Literature: Sixty Eight Rooms

A children's/young teens book by Marianne Malone. While on their sixth grade field trip at the Art Institute of Chicago, Jack and Ruthie look at the Sixty Eight Thorne Miniature Rooms. Looking in a hallway behind the rooms, Jack finds a key, one that they soon find out shrinks Ruthie down small enough to fit into the rooms. They find out that the rooms now are actually gateways into the past, from Massachusetts during the time of the Salem With Trials to Eighteenth Century France right before the Revolution. But how does this work and who else knows?

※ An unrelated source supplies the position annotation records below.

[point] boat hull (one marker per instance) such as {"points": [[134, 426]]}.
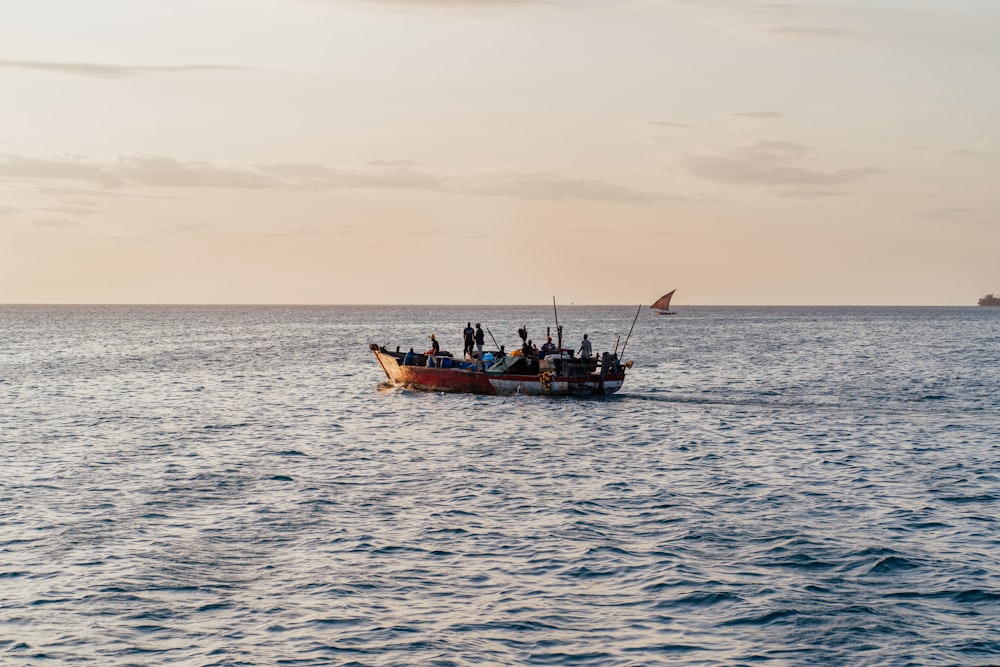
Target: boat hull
{"points": [[468, 381]]}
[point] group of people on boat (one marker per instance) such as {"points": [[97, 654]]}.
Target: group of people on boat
{"points": [[473, 340]]}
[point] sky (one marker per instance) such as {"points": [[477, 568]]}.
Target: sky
{"points": [[799, 152]]}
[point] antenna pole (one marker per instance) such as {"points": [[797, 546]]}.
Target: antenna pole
{"points": [[558, 328], [630, 330]]}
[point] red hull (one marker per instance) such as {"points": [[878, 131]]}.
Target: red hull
{"points": [[470, 381]]}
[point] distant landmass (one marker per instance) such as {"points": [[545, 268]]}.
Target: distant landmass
{"points": [[990, 300]]}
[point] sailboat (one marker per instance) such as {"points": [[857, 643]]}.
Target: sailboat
{"points": [[662, 305]]}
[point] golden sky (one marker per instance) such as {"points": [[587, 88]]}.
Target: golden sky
{"points": [[500, 151]]}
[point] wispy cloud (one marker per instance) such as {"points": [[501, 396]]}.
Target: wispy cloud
{"points": [[107, 71], [768, 163], [164, 172], [389, 175], [788, 19], [763, 115], [666, 124], [55, 222], [946, 213], [545, 185]]}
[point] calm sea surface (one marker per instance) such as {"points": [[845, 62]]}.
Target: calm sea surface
{"points": [[232, 486]]}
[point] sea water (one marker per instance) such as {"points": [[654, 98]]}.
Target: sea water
{"points": [[236, 486]]}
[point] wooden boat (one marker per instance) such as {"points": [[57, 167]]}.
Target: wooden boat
{"points": [[560, 374], [662, 305]]}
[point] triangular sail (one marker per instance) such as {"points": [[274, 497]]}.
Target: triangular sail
{"points": [[663, 303]]}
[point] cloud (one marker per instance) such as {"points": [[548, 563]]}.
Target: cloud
{"points": [[768, 163], [807, 31], [400, 175], [389, 175], [55, 222], [758, 114], [787, 19], [946, 213], [550, 186], [132, 169], [105, 71], [666, 124]]}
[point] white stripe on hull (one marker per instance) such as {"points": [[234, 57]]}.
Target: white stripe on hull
{"points": [[502, 386]]}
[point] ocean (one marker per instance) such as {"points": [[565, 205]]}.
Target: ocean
{"points": [[236, 486]]}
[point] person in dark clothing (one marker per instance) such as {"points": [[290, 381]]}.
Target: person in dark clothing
{"points": [[480, 339], [469, 335], [548, 348], [435, 347]]}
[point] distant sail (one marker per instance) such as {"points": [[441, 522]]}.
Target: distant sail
{"points": [[663, 303]]}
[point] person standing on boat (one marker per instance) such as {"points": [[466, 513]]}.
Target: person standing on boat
{"points": [[480, 339], [547, 348], [469, 336], [435, 347]]}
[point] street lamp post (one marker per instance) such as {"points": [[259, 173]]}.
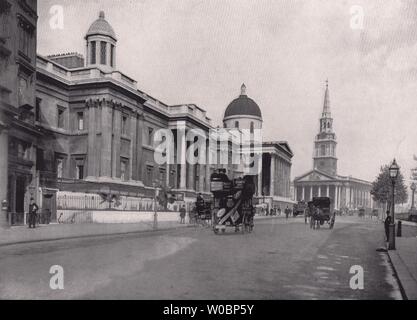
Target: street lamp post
{"points": [[155, 206], [393, 172], [413, 189], [413, 211]]}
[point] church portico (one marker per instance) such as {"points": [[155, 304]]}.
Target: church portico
{"points": [[345, 192]]}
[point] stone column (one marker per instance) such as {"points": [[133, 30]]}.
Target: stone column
{"points": [[108, 54], [272, 176], [207, 167], [167, 174], [91, 149], [260, 184], [139, 143], [191, 175], [106, 136], [4, 163], [133, 145], [182, 144], [116, 142], [201, 175], [98, 51]]}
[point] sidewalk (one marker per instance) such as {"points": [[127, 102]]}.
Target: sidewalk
{"points": [[404, 260], [23, 234]]}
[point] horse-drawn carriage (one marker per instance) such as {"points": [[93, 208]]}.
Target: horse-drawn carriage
{"points": [[319, 213], [233, 202]]}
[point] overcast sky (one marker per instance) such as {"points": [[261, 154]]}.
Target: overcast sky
{"points": [[201, 51]]}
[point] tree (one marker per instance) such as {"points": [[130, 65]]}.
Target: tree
{"points": [[414, 171], [382, 188]]}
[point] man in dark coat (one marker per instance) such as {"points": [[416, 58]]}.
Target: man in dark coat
{"points": [[33, 209], [387, 222]]}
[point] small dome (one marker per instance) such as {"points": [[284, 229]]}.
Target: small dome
{"points": [[243, 106], [101, 27]]}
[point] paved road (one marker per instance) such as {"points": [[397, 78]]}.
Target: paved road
{"points": [[279, 260]]}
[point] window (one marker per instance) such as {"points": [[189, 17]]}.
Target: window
{"points": [[59, 167], [93, 52], [60, 118], [124, 125], [25, 38], [150, 137], [162, 176], [38, 109], [79, 171], [80, 121], [124, 163], [149, 175], [103, 52], [323, 149], [22, 150], [39, 159], [112, 55]]}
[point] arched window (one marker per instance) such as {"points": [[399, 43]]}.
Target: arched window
{"points": [[323, 150]]}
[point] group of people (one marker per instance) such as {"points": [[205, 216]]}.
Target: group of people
{"points": [[277, 211]]}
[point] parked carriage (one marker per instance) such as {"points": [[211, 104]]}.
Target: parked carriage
{"points": [[233, 202], [319, 212]]}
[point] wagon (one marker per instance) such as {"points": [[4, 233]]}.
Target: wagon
{"points": [[233, 203], [320, 213]]}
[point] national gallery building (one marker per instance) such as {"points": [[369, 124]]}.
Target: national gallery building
{"points": [[93, 141]]}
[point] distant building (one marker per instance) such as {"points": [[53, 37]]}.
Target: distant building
{"points": [[98, 131], [273, 184], [18, 132], [80, 134], [347, 193]]}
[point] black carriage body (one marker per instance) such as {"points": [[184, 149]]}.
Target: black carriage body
{"points": [[321, 208], [232, 201]]}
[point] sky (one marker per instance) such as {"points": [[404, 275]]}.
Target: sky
{"points": [[283, 50]]}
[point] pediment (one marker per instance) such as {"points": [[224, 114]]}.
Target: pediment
{"points": [[315, 175]]}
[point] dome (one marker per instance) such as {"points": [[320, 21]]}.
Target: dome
{"points": [[101, 27], [243, 105]]}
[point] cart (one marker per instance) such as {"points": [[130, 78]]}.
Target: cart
{"points": [[233, 203], [320, 213]]}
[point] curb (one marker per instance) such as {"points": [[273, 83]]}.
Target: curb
{"points": [[86, 236], [396, 274], [5, 244]]}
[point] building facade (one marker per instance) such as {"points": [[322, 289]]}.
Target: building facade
{"points": [[273, 182], [18, 132], [346, 192], [81, 134]]}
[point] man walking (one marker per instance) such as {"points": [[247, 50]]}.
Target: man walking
{"points": [[182, 214], [287, 212], [387, 222], [33, 209]]}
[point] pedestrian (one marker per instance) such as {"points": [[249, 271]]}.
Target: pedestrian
{"points": [[287, 212], [387, 222], [182, 214], [33, 209]]}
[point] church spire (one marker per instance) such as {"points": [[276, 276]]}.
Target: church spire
{"points": [[243, 90], [326, 105]]}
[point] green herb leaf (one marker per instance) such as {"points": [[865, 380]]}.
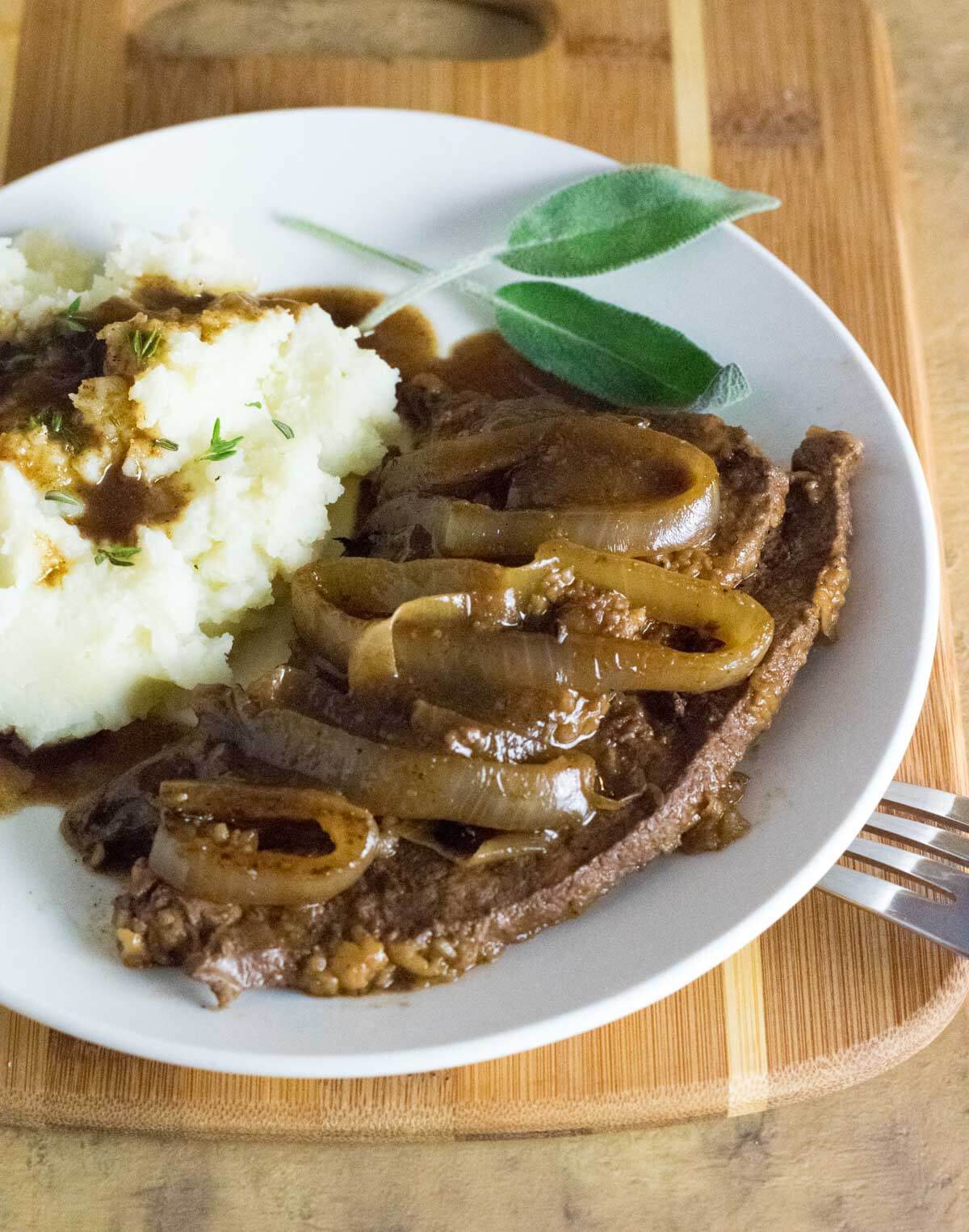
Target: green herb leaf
{"points": [[119, 555], [63, 498], [218, 450], [613, 220], [606, 350], [60, 425], [729, 386], [73, 318], [145, 344], [591, 351]]}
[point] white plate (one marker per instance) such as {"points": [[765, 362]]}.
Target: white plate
{"points": [[434, 187]]}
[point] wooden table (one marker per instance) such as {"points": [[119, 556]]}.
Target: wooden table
{"points": [[891, 1154]]}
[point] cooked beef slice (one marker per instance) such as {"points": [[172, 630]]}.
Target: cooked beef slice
{"points": [[414, 916]]}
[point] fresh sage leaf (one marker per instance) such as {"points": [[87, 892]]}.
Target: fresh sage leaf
{"points": [[613, 220], [728, 386], [606, 350]]}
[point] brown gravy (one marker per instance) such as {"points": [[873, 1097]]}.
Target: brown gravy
{"points": [[482, 362], [61, 774], [115, 508]]}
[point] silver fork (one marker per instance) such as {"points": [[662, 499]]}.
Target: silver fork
{"points": [[943, 922]]}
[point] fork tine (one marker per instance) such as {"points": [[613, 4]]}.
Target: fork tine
{"points": [[942, 923], [941, 806], [929, 873], [953, 847]]}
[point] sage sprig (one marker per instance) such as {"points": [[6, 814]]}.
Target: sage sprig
{"points": [[602, 223]]}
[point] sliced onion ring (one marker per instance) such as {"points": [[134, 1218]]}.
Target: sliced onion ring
{"points": [[682, 513], [203, 865], [444, 646], [417, 784]]}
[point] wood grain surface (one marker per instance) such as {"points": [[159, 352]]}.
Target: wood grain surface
{"points": [[791, 98]]}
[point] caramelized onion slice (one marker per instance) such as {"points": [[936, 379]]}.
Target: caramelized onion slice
{"points": [[677, 503], [589, 663], [224, 864], [447, 646], [559, 721], [339, 604], [417, 784]]}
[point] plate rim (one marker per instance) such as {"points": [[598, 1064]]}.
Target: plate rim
{"points": [[702, 960]]}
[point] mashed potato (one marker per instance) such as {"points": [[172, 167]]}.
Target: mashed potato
{"points": [[94, 641]]}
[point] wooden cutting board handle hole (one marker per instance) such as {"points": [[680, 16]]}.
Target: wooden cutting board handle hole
{"points": [[445, 30]]}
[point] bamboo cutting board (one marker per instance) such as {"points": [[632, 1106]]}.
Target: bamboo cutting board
{"points": [[789, 96]]}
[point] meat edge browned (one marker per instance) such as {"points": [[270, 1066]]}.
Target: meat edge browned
{"points": [[803, 583]]}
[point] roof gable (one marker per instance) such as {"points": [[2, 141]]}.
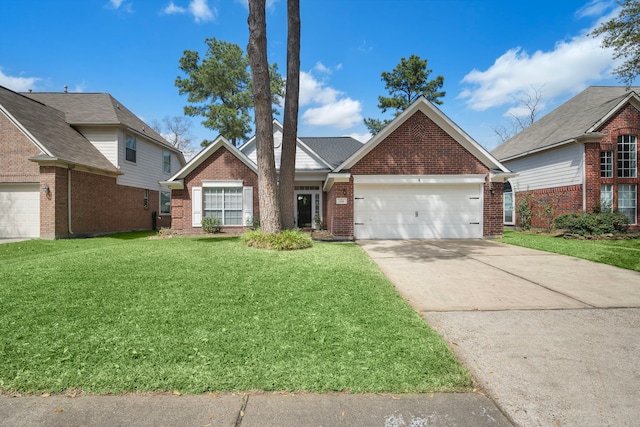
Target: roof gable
{"points": [[441, 120], [47, 129], [97, 109], [204, 154], [583, 114]]}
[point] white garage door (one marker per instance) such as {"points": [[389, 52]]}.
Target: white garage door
{"points": [[418, 211], [19, 210]]}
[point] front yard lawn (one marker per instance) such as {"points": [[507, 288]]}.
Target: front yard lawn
{"points": [[619, 253], [129, 313]]}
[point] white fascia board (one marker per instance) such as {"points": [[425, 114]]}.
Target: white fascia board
{"points": [[631, 98], [206, 152], [335, 177], [25, 132], [173, 185], [419, 179], [502, 177], [310, 176]]}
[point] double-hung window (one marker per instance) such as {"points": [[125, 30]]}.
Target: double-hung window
{"points": [[130, 148], [166, 161], [224, 203], [606, 197], [627, 201], [606, 164], [627, 156], [165, 202]]}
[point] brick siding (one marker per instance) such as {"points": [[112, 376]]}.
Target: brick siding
{"points": [[222, 165], [417, 147]]}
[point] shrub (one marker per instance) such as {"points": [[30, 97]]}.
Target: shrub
{"points": [[253, 222], [593, 223], [286, 240], [211, 224]]}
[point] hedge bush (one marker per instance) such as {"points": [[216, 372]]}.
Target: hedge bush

This book provides examples of:

  • Air Vent Escape: It's much more roomy if you are five inches tall. Just watch out when actually in use.
  • Artistic License Biology: The characters thought of or referred to the bug that attacked them as both a cockroach and a water bug, neither of which actually match the description of the bug in question, which was about three inches in length. Justified since they were eleven-years-old and wouldn't know the differences between bugs,
  • Anachronism Stew: An in-universe example which only adds to the mystery that Ruthie is investigating.
  • Big Creepy-Crawlies: Inverted. A bug looked monstrous to two five-inch kids.
  • Cassandra Truth: A young girl saw a shrunken Ruthie in one of the rooms, leading her to tell her mother that there was a doll in the room. Ruthie left before the mother could look in. Later, normal size, the girl saw Ruthie and told her mother Ruthie was the doll she saw, leading to a bemused Ruthie smiling and the mother telling her daughter she was wrong.
  • Clarke's Third Law: Downplayed and partly averted. Jack showed Thomas (from the seventeenth century) a flashlight, but tried to explain how it worked. Thomas, eight years old, doesn't understand, but comments that if it was witchcraft, he wasn't afraid of it.
  • Cool Old Lady: Mrs. Mc Vittie.
  • Disappeared Dad: Jack is raised only by his mother. The lack of a father isn't a plot issue, but their lack of money is.
  • Dramatic Wind: Whenever the key started to work, Ruthie felt a wind blow through her hair.
  • Duct Tape for Everything: Even gets a chapter named after the stuff. It works well as a sticky climbing wall for shrunken children.
  • Incredible Shrinking Kids: Part of the plot is the key shrinks Ruthie.
  • Grail in the Garbage: The key, which not only is historic (it once belonged to Christina of Milan), but also can cause girls to shrink had been found by three children in an area behind the exhibit. Jack found it on the floor near some cleaning materials.
  • Magic Pants: Their clothes shrink with them, but do so at slightly differing rates.
  • Missing Mom: In Mr. Bell's backstory, his wife died when their daughter was seven and his daughter seemed to have trouble with her mother's death, in particular by telling her father that she lost her backpack when she shrunk and went into the Thorne Rooms.
  • Nobody Poops: A slight aversion. While they were shown going to the bathroom twice, Jack and Ruthie did seem to last an extremely long time without going, from around 4:30pm on Saturday to 7:00am on Sunday morning.
  • Odd Friendship: Jack and Ruthie were described as being opposites.
  • Old Man Marrying a Child: Part of the story involved the story of Christina of Milan, who was married at 12 to Francesco II Sforza, Duke of Milan (he died a year later without the two ever meeting). She was courted by King Henry VIII when she was 16, but liked her head too much to agree. This trope was also going to be the fate of Sophie, the aristocrat Ruthie and Jack met while in 18th century Paris, but it was averted.
  • Portal Picture: The rooms work as this trope, with the painted outdoor scene backgrounds becoming the real world outside.
  • Secret Keeper: Jack and Ruthie eventually tell Mrs Mc Vittie everything about their adventures in the Thorne Rooms.
  • Set Right What Once Went Wrong: Sophie's diary changes after Ruthie and Jack meet her
  • Starving Artist: Jack's mother is a poor artist who is behind on the rent.
  • Witch Hunt: They went to Massachusetts during the height of the Salem Witch Trials. It was an accurate description where the problem described was mistrust, especially of strangers and that people were hanged, not burned.
    • While not described in the text, an illustration showed some townsfolk with Torches and Pitchforks just outside the window from where Ruthie and Jack were looking.
  • Writers Cannot Do Math: The kids shrink to the same scale as the Thorne rooms—one inch to one foot. When Ruthie comes across a crack on the ledge that measures a half an inch, the story states she finds it too large to walk over on her own. This crack would actually be scaled to six inches to the shrunken Ruthie, an easy obstacle to walk past.
    • A minor issue— the museum was stated to close at 5 pm. Jack and Ruthie slipped into the corridor at 4:55 and got up when Jack looked at his watch to read 6:00.